Good catch, but I bet MagnetoHydroDynamics would not lose the bet “after spending an hour or so, at [their] mental peak condition, proving it correct”.
True. It’s not a perfect illustration.
But it’s a good, ironic example of how the point that MagnetoHydroDynamics was trying to make can have a pretty serious flaw.
Meh. It was a special case he already knew to call out for special treatment. Would have been caught VERY quickly in testing, just like the same sort of error occurring in the general case (hmm. the primes are 4, 6, 8, 9, 10, 12? nooo...)
99.99% confidence implies that he could write TEN THOUSAND programs of similar difficulty (with hours spent verifying each at peak mental condition) and make only ONE mistake.
As someone who’s done quite a bit of programming and reading about programming, I’d be impressed if he made it passed a hundred without making two mistakes.
The industry average is 15-50 errors / 1000 lines of code. The amount of effort required to get below 0.1 errors/kLoC, like they do for the space shuttle, is very, very large. One person checking their own work for an hour doesn’t stand a chance.

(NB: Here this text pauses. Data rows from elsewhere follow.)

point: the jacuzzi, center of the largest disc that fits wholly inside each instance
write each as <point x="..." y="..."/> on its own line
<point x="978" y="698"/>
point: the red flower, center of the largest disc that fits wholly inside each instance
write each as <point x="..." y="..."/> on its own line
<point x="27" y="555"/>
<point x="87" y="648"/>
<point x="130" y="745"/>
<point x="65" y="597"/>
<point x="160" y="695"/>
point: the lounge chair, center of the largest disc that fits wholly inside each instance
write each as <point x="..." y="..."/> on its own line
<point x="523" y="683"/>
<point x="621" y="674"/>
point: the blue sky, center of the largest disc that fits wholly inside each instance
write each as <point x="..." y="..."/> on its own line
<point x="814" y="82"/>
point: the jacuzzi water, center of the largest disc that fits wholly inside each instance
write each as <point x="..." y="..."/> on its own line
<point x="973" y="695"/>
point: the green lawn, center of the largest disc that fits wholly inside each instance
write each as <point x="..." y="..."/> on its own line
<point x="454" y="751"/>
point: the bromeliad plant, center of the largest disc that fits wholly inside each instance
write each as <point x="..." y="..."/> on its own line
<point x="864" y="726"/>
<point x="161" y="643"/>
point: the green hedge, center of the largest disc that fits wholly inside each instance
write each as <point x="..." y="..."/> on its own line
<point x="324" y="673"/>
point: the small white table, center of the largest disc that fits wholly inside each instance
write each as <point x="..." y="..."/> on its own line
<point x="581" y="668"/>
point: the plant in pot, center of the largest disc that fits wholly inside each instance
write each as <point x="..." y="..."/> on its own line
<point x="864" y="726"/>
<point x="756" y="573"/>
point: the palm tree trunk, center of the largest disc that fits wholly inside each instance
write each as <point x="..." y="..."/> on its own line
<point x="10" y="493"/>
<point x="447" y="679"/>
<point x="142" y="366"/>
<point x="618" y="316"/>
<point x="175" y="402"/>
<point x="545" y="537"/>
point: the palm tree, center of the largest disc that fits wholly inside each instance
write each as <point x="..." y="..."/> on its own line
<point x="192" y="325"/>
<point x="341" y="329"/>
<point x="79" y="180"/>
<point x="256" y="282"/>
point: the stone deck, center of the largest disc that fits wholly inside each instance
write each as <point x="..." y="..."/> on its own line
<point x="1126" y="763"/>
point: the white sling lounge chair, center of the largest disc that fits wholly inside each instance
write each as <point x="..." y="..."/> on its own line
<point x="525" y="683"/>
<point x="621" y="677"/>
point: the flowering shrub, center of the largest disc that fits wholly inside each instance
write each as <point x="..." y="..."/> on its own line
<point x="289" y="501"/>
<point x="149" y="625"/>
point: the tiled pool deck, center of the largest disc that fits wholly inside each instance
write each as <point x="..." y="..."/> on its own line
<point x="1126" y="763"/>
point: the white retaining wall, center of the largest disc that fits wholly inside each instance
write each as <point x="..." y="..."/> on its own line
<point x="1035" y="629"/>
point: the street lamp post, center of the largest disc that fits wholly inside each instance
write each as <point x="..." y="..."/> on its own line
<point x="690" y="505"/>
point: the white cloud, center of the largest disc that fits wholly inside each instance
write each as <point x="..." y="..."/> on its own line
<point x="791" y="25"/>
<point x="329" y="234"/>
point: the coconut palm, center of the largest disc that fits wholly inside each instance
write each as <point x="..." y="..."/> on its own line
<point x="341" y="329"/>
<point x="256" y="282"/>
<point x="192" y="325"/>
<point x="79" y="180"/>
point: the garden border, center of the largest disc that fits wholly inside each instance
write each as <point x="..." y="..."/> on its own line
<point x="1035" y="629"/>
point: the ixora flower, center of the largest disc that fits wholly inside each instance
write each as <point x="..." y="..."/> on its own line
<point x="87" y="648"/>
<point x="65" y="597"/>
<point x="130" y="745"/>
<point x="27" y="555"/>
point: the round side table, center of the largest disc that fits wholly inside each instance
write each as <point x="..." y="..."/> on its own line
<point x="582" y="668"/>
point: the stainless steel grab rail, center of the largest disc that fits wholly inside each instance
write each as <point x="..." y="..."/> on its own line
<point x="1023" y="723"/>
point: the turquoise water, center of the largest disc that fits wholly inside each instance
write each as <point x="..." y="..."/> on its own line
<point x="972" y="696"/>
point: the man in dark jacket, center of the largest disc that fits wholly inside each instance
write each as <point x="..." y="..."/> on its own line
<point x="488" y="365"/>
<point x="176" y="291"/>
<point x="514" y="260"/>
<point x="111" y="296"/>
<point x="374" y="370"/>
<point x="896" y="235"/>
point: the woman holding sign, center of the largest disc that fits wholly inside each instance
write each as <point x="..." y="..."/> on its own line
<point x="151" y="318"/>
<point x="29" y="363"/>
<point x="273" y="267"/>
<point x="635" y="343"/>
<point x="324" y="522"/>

That’s what I meant, though I can see that it’s not clear.
In this case a mistake would be writing the code, iterating and testing until you were satisfied, pronouncing it done, and then afterwards catching the error.
Hmm. I can definitely buy that a program of more complexity than this—less easily checked—would have that accuracy rate.
But prime checking is super simple to write and super simple to check. The only way you’d get an error through the obvious testing scheme given is to skip the testing.
You’re taking 100 bits of testing (which contain around 80 bits of information if not produced by means of the actual pattern) and treating them as around 13 bits of reliability.
My experience with coding is that stupid obvious mistakes are way more likely than 1/10000. You write something slightly wrong, keep reading it as if it were right, and that’s that.
Determining if a number is prime is a bit of a nice case, I suppose, because it’s so amenable to testing. The structure of the mistakes you make is unlikely to match the structure of primes, so you’ll catch any mistakes more easily.
I’d still consider doing it 10000 times to be extremely difficult. Just adding 10000 six-digit numbers by hand, even with some cross-checking, is quite difficult.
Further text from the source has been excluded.